Ancien article de presse, mais toujours d'actualité.
Entre poésie et actualité
Exposition de l'artiste-peintre marocain Abdellatif Zeraïdi à Gasperich (Luxembourg)
Jusqu'au 6 juin, le comité de liaison et d'action des étrangers (CLAE) acceuille dans ses locaux de Gasperich le peintre marocain Abdellatif Zeraïdi. Né en 1960 à Ouezzane dans le Rif marocain, l'artiste intégre à l'âge de 20 ans l'École nationale des beaux-arts de Tétouan où l'ambiance cordiale et l'émulation fortifient sa vocation et éveillent sa curiosité et son ouverture au monde.
Ses premières œuvres seront des vues de Médinas, de portes Chérifiennes, des purs paysages marocains. Les circonstances de la vie le poussent à quitter son pays natal pour s'installer dans un premier temps en 1988, en France, à Dijon, où il suit les cours de la réputée École nationale des beaux- arts. C'est là que ses tentations vers l'abstraction se matérialiseront. Plus tard, Zeraïdi est en Italie, et, malgré une vie professionnelle difficile, il n'hésite pas à consacrer du temps à d'élégantes « vedute » vénitiennes.
Installé depuis quelques années à Echternach, Abdellatif Zeraïdi a su saisir l'atmosphère particulière de la ville et la fixer sur la toile avec une maîtrise coloriste et luministe héritée des impressionnistes et des pots-impressionnistes. Ces travaux sur la cité abbatiale ont fait l'objet d'une exposition en 2002.
Ce pendant, il serait restrictif de limiter la production d'Abdellatif Zeraïdi à celle d'un simple paysagiste, domaine que, bien évidement, il ne renie pas. Pourtant, derrière la profondeur et la pureté d'un ciel ou la transparence de la fluidité aquatique se cachent une sensibilité et un intérêt pour des thèmes plus forts, nourris par l'itinéraire personnel de l'artiste.
Ainsi, Zeraïdi puise également son inspiration dans l'actualité qui, depuis le funeste 11 septembre ne peut que déstabiliser ou révolter une sensibilité accrue par la pratique artistique.
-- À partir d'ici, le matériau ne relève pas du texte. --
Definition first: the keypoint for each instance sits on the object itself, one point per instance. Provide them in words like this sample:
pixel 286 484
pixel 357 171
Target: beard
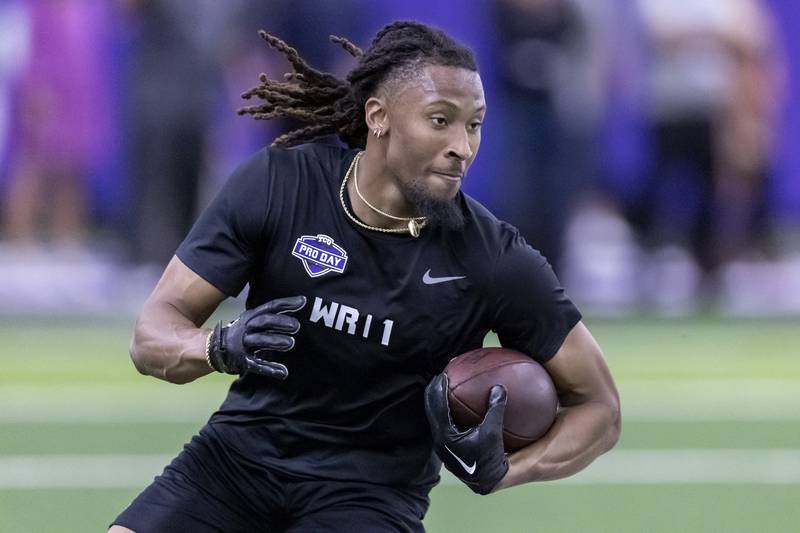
pixel 443 213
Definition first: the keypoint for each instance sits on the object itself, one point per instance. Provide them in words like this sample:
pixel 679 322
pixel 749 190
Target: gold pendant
pixel 413 228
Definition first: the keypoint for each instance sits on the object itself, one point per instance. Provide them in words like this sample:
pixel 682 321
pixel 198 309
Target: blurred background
pixel 645 147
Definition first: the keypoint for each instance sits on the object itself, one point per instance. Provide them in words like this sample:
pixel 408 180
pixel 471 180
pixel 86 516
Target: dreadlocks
pixel 331 105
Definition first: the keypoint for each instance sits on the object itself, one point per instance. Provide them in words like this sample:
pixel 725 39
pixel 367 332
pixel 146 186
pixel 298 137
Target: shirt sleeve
pixel 224 243
pixel 531 311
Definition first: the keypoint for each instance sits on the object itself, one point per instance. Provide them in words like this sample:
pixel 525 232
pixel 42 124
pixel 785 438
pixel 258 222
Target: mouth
pixel 449 175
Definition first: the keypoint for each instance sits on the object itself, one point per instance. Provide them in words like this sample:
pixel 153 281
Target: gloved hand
pixel 475 456
pixel 236 348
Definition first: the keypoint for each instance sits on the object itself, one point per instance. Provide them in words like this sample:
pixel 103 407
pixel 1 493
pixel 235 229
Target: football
pixel 531 404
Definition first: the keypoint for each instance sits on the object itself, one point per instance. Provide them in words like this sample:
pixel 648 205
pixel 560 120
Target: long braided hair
pixel 334 106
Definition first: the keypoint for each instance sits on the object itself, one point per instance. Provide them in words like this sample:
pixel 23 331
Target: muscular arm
pixel 588 424
pixel 168 342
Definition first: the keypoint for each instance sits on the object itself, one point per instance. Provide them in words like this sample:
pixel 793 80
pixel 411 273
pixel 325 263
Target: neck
pixel 380 189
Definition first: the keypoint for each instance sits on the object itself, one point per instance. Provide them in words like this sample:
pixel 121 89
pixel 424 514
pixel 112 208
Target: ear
pixel 376 114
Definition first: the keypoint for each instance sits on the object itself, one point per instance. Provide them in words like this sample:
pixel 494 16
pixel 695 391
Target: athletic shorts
pixel 208 489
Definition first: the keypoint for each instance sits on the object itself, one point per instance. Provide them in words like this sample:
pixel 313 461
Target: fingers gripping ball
pixel 244 344
pixel 532 400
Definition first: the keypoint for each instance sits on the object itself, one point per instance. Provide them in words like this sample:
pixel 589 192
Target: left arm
pixel 588 423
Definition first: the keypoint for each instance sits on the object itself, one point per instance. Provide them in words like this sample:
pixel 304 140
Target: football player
pixel 368 269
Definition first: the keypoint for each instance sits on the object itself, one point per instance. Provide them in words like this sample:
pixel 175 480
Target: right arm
pixel 168 341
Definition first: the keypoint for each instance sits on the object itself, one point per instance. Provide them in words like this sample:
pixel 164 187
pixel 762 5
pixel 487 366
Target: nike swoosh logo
pixel 468 469
pixel 427 279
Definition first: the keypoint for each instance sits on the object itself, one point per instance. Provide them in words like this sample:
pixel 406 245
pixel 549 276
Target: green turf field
pixel 711 433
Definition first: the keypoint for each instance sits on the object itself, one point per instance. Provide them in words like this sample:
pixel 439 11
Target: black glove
pixel 475 456
pixel 236 348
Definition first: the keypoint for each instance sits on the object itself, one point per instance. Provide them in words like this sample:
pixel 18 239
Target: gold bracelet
pixel 208 350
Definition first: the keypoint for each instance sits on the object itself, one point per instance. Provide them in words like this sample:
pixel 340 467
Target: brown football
pixel 532 400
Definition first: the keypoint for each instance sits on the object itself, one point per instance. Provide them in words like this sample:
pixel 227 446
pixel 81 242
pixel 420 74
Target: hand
pixel 236 348
pixel 476 456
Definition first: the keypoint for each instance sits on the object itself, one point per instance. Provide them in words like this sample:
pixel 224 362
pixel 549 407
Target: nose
pixel 459 147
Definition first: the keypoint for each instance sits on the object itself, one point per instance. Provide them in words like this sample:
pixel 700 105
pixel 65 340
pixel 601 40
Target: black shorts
pixel 206 489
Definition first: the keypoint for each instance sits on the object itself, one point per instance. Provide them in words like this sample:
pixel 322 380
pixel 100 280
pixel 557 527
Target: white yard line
pixel 637 467
pixel 643 400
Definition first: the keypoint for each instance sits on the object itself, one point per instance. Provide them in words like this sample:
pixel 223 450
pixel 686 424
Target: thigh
pixel 200 491
pixel 332 506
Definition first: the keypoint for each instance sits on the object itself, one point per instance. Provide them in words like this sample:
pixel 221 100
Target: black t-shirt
pixel 385 313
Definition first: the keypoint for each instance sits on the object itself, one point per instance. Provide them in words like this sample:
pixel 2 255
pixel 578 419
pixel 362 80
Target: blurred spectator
pixel 710 110
pixel 173 79
pixel 15 29
pixel 60 123
pixel 552 75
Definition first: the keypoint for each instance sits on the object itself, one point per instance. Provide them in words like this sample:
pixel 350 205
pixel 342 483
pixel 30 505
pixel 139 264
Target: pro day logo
pixel 320 255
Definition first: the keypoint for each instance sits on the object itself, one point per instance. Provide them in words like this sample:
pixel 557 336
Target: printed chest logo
pixel 319 255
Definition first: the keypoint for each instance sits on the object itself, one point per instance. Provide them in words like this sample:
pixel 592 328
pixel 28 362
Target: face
pixel 434 121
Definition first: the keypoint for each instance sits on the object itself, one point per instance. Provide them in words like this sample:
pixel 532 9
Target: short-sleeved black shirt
pixel 382 317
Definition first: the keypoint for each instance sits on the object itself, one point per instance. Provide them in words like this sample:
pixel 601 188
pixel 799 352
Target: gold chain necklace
pixel 415 224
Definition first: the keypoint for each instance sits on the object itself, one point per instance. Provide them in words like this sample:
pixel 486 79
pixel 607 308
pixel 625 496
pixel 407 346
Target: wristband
pixel 208 351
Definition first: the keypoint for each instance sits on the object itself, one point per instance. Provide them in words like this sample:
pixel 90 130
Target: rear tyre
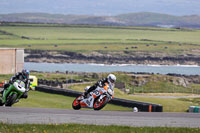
pixel 76 104
pixel 1 102
pixel 100 104
pixel 11 100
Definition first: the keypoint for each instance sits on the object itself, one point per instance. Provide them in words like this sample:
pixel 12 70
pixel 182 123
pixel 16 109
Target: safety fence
pixel 141 106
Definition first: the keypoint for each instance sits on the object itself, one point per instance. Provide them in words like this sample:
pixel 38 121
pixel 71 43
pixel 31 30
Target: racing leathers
pixel 19 76
pixel 100 83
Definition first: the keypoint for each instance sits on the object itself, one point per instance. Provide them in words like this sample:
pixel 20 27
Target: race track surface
pixel 46 116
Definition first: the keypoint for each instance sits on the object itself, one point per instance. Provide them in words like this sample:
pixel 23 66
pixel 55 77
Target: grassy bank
pixel 78 128
pixel 86 38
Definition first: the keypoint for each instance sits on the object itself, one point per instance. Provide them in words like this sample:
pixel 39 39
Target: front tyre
pixel 11 100
pixel 76 103
pixel 99 104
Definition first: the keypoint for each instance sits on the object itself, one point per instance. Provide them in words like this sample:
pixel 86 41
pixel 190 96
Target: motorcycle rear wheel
pixel 11 100
pixel 100 104
pixel 76 104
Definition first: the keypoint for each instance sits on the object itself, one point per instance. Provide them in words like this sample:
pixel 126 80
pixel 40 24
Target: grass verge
pixel 44 100
pixel 79 128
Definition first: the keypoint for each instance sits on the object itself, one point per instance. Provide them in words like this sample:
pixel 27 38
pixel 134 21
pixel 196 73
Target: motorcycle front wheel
pixel 11 100
pixel 99 104
pixel 76 104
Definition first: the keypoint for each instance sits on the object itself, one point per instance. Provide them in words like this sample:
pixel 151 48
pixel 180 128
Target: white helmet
pixel 111 78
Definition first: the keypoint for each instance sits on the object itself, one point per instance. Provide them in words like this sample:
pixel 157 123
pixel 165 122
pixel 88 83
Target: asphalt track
pixel 16 115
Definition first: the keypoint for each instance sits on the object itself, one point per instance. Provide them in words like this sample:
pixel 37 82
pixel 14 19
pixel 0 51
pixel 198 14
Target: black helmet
pixel 25 73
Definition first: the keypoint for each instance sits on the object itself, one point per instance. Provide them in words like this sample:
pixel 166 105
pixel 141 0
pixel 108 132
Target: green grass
pixel 80 128
pixel 45 100
pixel 169 104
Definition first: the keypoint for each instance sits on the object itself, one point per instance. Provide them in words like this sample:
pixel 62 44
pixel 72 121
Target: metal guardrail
pixel 142 106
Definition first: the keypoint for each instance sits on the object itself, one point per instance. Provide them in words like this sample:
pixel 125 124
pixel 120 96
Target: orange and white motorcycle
pixel 96 99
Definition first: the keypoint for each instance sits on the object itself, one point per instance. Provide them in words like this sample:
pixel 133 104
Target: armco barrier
pixel 142 106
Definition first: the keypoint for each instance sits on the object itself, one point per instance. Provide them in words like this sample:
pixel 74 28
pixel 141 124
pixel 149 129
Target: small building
pixel 11 60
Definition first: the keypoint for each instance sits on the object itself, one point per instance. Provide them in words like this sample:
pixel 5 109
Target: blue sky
pixel 101 7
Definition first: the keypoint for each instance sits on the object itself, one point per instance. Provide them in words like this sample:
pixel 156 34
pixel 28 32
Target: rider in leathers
pixel 110 79
pixel 23 76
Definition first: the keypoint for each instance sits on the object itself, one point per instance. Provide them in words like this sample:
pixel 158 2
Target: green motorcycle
pixel 13 93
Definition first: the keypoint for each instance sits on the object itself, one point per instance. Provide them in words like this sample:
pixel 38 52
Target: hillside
pixel 131 19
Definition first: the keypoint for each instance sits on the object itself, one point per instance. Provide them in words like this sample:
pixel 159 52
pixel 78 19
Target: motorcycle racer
pixel 23 76
pixel 110 79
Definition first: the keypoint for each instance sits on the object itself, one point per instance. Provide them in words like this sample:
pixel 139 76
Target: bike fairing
pixel 97 99
pixel 13 93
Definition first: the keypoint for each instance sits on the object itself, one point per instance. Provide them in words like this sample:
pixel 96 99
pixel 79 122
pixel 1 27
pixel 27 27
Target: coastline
pixel 109 58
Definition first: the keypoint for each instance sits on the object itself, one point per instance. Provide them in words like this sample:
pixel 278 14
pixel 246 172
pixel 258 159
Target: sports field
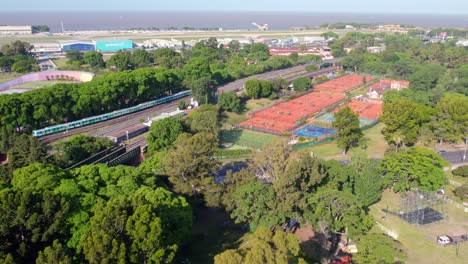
pixel 38 84
pixel 236 139
pixel 327 119
pixel 285 116
pixel 343 84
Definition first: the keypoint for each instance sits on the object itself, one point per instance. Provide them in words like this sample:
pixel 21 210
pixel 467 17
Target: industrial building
pixel 114 45
pixel 79 45
pixel 46 47
pixel 15 30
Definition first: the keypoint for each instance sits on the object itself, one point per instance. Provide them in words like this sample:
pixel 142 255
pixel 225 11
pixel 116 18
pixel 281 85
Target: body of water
pixel 74 21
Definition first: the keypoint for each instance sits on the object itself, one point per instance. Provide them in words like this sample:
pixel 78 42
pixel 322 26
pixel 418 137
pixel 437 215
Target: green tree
pixel 340 210
pixel 254 203
pixel 302 176
pixel 451 119
pixel 348 132
pixel 426 77
pixel 367 179
pixel 55 254
pixel 167 58
pixel 189 164
pixel 78 148
pixel 379 248
pixel 253 88
pixel 462 192
pixel 205 119
pixel 94 59
pixel 196 68
pixel 415 168
pixel 264 247
pixel 203 89
pixel 163 133
pixel 229 101
pixel 31 214
pixel 301 84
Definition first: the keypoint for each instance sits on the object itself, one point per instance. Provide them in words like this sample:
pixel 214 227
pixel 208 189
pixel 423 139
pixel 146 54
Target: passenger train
pixel 103 117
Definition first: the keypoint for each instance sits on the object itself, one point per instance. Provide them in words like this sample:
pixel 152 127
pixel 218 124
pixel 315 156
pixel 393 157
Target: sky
pixel 353 6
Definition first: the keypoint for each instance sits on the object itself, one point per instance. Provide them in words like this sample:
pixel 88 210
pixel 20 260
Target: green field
pixel 8 76
pixel 420 241
pixel 38 84
pixel 246 139
pixel 376 146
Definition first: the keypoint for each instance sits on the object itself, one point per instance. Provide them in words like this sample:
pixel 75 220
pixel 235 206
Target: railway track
pixel 289 73
pixel 123 122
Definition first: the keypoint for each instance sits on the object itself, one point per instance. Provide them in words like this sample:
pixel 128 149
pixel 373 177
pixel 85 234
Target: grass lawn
pixel 212 233
pixel 375 149
pixel 60 62
pixel 8 76
pixel 246 138
pixel 420 241
pixel 39 84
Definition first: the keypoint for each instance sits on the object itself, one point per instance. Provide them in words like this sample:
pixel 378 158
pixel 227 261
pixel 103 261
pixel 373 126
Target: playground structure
pixel 344 84
pixel 72 76
pixel 285 116
pixel 420 207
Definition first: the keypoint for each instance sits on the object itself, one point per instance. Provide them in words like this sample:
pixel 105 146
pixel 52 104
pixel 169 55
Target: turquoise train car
pixel 103 117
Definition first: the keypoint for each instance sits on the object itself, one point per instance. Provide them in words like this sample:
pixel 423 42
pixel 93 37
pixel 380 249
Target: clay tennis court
pixel 343 84
pixel 370 110
pixel 284 116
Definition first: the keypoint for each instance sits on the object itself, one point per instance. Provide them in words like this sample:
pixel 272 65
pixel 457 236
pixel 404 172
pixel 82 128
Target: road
pixel 454 157
pixel 239 84
pixel 122 123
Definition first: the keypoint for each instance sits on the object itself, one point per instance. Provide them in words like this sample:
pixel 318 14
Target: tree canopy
pixel 264 246
pixel 348 132
pixel 415 168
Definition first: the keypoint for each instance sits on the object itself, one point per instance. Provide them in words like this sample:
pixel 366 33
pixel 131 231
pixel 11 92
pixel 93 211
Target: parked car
pixel 444 240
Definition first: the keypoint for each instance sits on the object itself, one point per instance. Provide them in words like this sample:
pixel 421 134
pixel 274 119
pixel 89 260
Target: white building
pixel 462 43
pixel 376 49
pixel 15 30
pixel 46 47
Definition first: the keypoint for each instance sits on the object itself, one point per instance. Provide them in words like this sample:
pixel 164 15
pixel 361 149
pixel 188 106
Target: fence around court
pixel 232 154
pixel 311 144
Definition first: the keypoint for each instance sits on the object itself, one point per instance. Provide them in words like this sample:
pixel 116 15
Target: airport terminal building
pixel 114 45
pixel 15 30
pixel 82 46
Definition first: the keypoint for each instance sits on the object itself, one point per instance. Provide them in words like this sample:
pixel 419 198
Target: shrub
pixel 462 192
pixel 181 105
pixel 461 171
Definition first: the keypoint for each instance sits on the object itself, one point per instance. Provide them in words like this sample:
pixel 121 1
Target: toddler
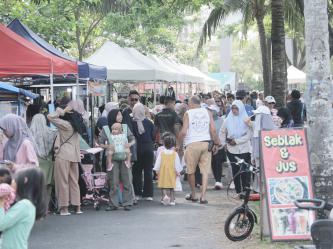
pixel 119 148
pixel 168 167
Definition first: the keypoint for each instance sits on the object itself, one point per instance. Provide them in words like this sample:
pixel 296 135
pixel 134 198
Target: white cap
pixel 213 108
pixel 262 110
pixel 270 99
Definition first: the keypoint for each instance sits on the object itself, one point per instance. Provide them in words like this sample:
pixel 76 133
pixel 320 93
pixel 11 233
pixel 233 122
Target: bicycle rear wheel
pixel 239 225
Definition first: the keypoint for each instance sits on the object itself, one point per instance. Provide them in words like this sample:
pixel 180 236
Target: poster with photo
pixel 288 178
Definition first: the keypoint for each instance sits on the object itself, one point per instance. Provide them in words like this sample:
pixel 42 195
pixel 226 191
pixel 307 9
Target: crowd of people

Par conséquent, les œuvres présentées au CLAE ont pour thèmes des vues pittoresques d'Echternach et de ses environs mais dépeignent également les douloureux évènements de ces derniers mois comme les bombardements sur Kaboul ou la seconde guerre du Golfe. « Le petit Irakien mourant » est une œuvre insoutenable alors que « L'enfant afghan » est une composition poignante pleine de réalisme et comme prophétique. La facture de l'artiste joue sur une gestuelle alerte, rapide, avec une construction solide, géométrisée par une structure en grille.
Le traitement de la lumière offre tantôt des effets de clair-obscur, tantôt des transparences puisées dans l'observation de l'eau, qui prennent une valeur symbolique. Celle de la volonté d'aller au-delà des choses, tout en exprimant le monde intérieur de l'artiste avec la plus grande spontanéité et même impulsivité.